Les personnes ayant un attachement sécure ont généralement grandi dans un environnement stable, avec une présence parentale cohérente et bienveillante – d’un ou des deux parents. Elles ont eu l’habitude que leurs émotions soient entendues et même respectées. En conséquence de quoi, ce sont souvent des personnes à l’aise avec l’expression de leurs émotions, qui savent demander ou exprimer leurs besoins. Elles font volontiers preuve d’empathie et savent doser entre l’intérêt qu’elles portent aux autres et leur recherche d’autonomie.

2- L’attachement anxieux (ou préoccupé)

Ce style d’attachement s’est souvent construit dans un environnement familial plus instable ou imprévisible. Le ou les parents ont pu varier dans leurs réponses aux besoins de l’enfant – tantôt présents, tantôt absents, tantôt attentifs, tantôt détachés.
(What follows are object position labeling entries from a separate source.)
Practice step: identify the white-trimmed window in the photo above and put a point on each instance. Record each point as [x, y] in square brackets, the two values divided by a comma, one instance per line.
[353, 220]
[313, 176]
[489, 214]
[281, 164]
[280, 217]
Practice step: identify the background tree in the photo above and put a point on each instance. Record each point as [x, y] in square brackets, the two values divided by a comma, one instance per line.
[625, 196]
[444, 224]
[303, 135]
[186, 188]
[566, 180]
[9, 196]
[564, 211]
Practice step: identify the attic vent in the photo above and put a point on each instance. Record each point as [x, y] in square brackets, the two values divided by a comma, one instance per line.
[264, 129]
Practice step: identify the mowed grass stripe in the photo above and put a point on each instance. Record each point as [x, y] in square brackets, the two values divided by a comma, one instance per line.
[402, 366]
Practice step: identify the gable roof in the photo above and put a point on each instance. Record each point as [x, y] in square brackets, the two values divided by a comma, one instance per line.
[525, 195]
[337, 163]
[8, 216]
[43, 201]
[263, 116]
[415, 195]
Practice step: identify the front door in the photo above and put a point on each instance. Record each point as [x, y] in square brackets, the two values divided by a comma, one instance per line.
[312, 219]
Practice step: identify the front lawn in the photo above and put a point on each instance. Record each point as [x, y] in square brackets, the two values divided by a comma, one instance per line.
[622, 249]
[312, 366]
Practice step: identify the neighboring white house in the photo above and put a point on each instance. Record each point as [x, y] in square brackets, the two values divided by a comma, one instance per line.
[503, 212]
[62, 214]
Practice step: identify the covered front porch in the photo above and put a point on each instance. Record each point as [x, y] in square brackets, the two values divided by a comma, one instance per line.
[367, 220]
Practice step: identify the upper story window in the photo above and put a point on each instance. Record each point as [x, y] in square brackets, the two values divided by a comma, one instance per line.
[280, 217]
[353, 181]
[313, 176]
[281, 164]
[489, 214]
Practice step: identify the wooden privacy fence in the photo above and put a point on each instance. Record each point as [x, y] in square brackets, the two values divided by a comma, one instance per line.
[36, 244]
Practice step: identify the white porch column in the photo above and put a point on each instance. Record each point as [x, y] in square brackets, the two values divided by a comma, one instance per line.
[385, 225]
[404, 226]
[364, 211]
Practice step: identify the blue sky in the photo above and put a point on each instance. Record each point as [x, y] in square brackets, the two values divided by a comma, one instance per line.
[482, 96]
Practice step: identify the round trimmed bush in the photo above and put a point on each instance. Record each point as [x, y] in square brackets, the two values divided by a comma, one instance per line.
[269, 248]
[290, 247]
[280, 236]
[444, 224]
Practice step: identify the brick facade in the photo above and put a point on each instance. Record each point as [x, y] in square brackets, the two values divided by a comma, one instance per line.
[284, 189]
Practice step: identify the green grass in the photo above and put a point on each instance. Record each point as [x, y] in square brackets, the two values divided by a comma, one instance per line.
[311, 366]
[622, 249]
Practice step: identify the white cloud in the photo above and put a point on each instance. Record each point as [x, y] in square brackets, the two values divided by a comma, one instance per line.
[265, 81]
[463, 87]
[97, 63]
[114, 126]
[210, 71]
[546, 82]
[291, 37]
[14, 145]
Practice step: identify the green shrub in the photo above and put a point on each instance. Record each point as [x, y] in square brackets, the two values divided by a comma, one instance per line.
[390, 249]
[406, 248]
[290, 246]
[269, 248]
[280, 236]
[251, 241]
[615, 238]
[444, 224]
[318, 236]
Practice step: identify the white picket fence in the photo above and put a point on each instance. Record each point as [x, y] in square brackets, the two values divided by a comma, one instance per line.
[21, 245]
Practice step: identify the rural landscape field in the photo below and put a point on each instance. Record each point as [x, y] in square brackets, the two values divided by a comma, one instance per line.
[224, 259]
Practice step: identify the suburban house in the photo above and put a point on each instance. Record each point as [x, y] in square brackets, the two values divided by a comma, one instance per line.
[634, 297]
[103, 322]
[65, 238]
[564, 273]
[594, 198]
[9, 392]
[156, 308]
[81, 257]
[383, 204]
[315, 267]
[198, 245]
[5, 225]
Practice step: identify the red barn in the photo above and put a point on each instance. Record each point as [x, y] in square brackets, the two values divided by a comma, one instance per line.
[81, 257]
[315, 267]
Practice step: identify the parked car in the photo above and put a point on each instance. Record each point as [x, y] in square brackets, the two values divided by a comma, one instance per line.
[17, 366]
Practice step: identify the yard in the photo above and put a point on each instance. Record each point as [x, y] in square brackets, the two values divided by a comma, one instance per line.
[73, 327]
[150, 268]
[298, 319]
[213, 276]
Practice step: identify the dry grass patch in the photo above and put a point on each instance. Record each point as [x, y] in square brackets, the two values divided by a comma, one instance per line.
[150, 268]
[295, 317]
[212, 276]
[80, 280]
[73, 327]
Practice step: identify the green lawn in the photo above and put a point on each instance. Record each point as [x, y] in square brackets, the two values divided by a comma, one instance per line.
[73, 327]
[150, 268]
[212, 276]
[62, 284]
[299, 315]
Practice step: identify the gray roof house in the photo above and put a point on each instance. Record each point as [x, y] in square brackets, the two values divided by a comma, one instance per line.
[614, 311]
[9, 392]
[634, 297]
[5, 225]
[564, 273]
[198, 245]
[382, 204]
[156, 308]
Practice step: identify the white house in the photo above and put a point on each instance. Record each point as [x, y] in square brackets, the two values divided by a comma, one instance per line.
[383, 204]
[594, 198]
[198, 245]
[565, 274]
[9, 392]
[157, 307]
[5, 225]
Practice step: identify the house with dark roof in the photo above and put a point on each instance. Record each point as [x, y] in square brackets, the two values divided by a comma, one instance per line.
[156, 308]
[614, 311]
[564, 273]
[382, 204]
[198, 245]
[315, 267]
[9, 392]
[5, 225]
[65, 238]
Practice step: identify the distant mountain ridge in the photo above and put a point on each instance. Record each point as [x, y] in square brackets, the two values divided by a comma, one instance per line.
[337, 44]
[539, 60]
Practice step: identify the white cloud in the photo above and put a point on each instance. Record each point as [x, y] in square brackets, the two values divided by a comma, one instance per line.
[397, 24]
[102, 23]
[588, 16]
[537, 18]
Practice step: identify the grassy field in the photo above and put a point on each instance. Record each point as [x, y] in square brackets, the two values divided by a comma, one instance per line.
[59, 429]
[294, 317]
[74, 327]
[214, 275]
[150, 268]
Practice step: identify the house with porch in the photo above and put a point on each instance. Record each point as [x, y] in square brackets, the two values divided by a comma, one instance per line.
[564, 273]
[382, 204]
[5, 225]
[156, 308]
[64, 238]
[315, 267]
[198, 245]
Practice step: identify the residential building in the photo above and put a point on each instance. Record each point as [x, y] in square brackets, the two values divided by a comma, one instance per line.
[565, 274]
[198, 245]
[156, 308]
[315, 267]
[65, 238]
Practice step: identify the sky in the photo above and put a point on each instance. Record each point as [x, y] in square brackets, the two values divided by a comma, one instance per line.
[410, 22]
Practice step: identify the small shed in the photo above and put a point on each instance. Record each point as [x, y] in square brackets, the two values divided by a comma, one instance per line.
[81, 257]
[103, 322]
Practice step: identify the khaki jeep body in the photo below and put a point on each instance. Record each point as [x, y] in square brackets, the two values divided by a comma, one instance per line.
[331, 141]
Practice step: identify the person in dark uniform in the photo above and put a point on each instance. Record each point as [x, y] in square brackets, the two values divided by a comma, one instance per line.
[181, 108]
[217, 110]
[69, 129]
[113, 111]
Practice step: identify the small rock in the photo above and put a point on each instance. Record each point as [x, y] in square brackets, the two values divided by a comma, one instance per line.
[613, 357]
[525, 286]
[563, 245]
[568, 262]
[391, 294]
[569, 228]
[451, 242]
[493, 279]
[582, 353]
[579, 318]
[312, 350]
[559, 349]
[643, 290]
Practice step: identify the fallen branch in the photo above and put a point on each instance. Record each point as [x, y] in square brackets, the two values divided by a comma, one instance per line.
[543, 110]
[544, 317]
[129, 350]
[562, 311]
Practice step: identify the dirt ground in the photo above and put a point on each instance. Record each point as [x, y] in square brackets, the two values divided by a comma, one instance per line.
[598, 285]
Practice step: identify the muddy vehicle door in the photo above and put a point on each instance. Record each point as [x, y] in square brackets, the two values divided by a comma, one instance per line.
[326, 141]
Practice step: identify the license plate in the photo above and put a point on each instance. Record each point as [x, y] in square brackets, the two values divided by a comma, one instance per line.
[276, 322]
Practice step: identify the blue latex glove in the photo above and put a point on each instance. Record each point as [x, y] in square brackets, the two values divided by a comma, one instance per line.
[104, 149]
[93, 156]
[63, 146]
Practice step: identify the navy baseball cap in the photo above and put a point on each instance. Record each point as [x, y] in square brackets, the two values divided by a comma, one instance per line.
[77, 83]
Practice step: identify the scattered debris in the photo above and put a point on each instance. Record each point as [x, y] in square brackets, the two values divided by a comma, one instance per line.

Les personnes qui ont construit un attachement anxieux sont en forte quête d’approbation de leur entourage. Elles s’inquiètent fréquemment de la solidité de leurs relations et ont tendance à douter de l’attention ou de l’amour qu’on leur porte. Elles ont un besoin permanent d’être rassurées – et une peur bleue du rejet.

3- L’attachement évitant

Un enfant va développer un attachement évitant quand son ou ses parents ont été émotionnellement distants, froids ou ont dévalorisé, voire dénié, l’expression des besoins et des émotions. Devenu adulte, cette personne va se protéger en privilégiant l’indépendance plutôt que la relation, au point qu’elle peut paraitre détachée ou indifférente.

4- L’attachement désorganisé

Ce style d’attachement a été décrit plus tardivement. Il peut résulter d’expériences traumatiques ou de comportements parentaux contradictoires, chaotiques ou effrayants. Ceux qui ont dû se construire avec ce style d’attachement présentent des comportements relationnels incohérents, difficilement compréhensibles pour leur entourage, oscillant entre recherche excessive de proximité et évitement, avec une difficulté à réguler leurs émotions.

L’influence de l’attachement au quotidien

Les styles d’attachement ont des répercussions sur l’expression des besoins et des émotions, donc sur la capacité à communiquer mais surtout à se positionner et à interagir dans toutes les relations humaines. C’est dans la vie affective et dans le travail que leur expression peut être la plus visible… ou problématique.

Une personne ayant un attachement sécure va agir avec plus d’aisance, voire de confiance. Elle s’investit généralement dans une relation équilibrée, basée sur la confiance et le respect mutuel. Professionnellement, elle peut à la fois collaborer sereinement et savoir poser des limites.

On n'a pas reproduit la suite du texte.